Moreover, on more than one occasion Jonathan acknowledged that he broke the law and expressed regret that he did not find a legal manner for passing the lifesaving information to Israel. But when confronted with the possibility that his failure to act could result in a physical catastrophe of potentially devastating proportions, Jonathan acted instinctively in defense of the Jewish people. This is why many people now say that Jonathan was legally wrong but morally right in what he did.

While Jonathan has not commented on this directly, he has said his motives and, perhaps more importantly, the consequences of his actions should be taken into account in terms of mitigating his sentence.

Jonathan has often described himself as an unabashedly loyal American. There is little doubt in my mind that at no time did Jonathan Pollard feel that he was damaging American interests.

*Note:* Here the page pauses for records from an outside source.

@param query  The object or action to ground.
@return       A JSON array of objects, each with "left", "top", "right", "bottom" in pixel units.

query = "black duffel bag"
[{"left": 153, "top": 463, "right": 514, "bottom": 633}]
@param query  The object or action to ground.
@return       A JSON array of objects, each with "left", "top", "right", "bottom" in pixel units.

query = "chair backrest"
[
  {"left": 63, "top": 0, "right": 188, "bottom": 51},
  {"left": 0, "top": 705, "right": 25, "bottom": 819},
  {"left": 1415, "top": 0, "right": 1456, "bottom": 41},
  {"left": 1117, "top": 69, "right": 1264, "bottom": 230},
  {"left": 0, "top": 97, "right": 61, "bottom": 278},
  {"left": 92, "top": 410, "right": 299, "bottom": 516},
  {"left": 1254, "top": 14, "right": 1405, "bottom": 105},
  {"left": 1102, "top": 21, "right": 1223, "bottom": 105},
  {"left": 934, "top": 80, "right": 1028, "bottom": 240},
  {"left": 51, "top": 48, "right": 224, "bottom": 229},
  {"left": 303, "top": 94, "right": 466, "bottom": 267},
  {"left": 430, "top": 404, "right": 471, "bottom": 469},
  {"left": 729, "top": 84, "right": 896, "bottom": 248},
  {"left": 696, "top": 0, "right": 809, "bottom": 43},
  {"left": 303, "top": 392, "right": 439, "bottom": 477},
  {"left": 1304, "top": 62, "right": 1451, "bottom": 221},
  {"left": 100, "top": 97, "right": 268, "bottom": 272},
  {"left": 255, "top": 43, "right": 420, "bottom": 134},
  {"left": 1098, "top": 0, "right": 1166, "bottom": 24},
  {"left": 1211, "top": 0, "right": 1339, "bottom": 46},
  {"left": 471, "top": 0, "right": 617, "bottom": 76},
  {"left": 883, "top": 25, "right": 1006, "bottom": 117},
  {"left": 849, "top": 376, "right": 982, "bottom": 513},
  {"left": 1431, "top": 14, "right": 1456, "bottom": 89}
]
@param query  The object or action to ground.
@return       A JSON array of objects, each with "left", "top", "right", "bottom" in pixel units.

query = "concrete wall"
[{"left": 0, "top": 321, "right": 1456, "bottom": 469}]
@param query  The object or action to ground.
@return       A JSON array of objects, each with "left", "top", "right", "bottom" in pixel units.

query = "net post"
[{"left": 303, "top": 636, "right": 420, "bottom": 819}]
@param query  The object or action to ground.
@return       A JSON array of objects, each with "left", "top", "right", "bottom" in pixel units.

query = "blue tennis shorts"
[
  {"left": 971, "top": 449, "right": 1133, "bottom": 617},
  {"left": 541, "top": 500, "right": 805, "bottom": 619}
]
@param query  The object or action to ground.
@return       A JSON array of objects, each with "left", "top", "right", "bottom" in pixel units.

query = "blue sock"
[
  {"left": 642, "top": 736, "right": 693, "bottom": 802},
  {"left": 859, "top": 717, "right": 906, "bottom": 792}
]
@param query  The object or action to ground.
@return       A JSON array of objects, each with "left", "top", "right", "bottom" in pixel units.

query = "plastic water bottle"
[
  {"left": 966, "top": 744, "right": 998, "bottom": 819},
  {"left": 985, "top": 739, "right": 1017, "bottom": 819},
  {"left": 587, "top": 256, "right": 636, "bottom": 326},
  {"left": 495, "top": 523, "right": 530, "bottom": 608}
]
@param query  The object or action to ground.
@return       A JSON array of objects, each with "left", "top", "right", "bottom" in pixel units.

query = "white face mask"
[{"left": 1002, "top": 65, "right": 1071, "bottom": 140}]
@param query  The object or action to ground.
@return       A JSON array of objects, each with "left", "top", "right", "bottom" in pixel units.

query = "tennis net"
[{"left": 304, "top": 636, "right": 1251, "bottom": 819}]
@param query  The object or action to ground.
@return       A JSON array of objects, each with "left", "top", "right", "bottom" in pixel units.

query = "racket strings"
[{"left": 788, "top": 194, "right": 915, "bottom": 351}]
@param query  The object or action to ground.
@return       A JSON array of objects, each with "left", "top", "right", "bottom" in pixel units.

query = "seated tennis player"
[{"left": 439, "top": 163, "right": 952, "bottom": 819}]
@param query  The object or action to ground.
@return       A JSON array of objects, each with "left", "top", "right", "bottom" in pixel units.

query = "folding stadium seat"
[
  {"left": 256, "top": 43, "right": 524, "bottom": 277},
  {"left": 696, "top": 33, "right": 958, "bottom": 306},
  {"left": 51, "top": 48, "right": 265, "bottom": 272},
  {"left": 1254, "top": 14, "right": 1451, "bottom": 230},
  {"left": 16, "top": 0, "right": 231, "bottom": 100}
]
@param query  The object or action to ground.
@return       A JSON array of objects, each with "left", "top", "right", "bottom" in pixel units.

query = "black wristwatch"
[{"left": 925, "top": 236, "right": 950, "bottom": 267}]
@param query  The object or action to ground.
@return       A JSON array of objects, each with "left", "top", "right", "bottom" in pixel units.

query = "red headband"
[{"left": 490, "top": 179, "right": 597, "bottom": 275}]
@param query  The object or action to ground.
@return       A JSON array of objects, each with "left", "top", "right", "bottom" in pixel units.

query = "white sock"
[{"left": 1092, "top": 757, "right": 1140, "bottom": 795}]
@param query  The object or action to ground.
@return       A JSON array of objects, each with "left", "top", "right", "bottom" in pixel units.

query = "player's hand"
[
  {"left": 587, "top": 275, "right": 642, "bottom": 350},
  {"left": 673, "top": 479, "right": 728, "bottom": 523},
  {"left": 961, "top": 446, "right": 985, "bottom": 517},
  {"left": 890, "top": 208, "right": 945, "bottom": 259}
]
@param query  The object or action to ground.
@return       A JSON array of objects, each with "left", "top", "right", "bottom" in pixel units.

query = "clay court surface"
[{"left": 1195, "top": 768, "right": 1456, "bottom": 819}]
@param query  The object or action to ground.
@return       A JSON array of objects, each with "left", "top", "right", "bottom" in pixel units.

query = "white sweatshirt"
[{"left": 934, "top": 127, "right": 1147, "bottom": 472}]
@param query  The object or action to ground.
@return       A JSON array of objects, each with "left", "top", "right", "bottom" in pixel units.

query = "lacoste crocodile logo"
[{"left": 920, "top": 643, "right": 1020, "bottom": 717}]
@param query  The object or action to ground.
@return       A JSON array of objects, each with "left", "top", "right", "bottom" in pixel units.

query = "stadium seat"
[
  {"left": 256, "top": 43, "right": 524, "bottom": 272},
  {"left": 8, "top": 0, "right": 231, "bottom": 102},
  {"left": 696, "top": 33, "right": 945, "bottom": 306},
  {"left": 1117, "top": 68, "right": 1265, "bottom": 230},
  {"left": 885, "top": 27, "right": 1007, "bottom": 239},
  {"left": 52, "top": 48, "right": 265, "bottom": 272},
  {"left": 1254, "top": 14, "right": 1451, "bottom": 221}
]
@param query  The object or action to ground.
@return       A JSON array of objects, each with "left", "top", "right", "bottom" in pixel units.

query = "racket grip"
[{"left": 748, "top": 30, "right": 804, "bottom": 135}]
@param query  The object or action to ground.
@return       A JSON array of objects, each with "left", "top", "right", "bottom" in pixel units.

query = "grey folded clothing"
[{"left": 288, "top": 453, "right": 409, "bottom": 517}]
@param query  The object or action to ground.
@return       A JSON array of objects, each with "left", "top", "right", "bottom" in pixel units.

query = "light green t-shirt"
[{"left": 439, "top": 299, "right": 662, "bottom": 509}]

The American government agrees. Indeed, we must never forget that the American government did not charge Pollard with intent to injure the US.

Moreover, the government did not even allege that, from an objective standpoint, someone in Pollard's position with all the information that he had at his disposal would have had any reason to believe that any of the material transmitted to Israel would or could cause injury to the US.

Yet, unlike other cases of espionage on behalf of countries allied with the US which when prosecuted have typically ended with prison terms in the range of two to five years, Pollard was sentenced to life in prison. The government promised it would not ask for life but it did. Judge Stephen Williams of the D.C. Court of Appeals called the Pollard case "a fundamental miscarriage of justice."

If Jonathan Pollard writes or speaks sometimes with a sense of betrayal it is only because he is deeply grieved by the dual standard of justice meted out to him and the US government's violation of both the letter and spirit of a written plea agreement.

On my last visit to Jonathan before Pessah this year, he told me: "Just as biblical Jews had to achieve spiritual salvation before entering the Land of Israel, I had to go through this process of incarceration for these eight years. My love of am Yisrael [the Jewish people] is not accidental. After eight years, I've grown to be the person I always should have been. My days of wandering in the desert are coming to a close, there had to be a right time and a right place for me to go home. I'm ready now."

And all of us should be ready to speak out on behalf of Jonathan. We need to agree that vengeance in the Pollard case must finally be replaced with justice. Because it is the issue of justice which is at the heart of this case. The excessiveness of Jonathan's sentence - life - is a perversion of American justice. Thus, it is not exoneration that Jonathan Pollard seeks, but rather the application of fair and equal justice. And it is this issue that should demand of us that we not abandon Jonathan to the grasp of vengeful justice.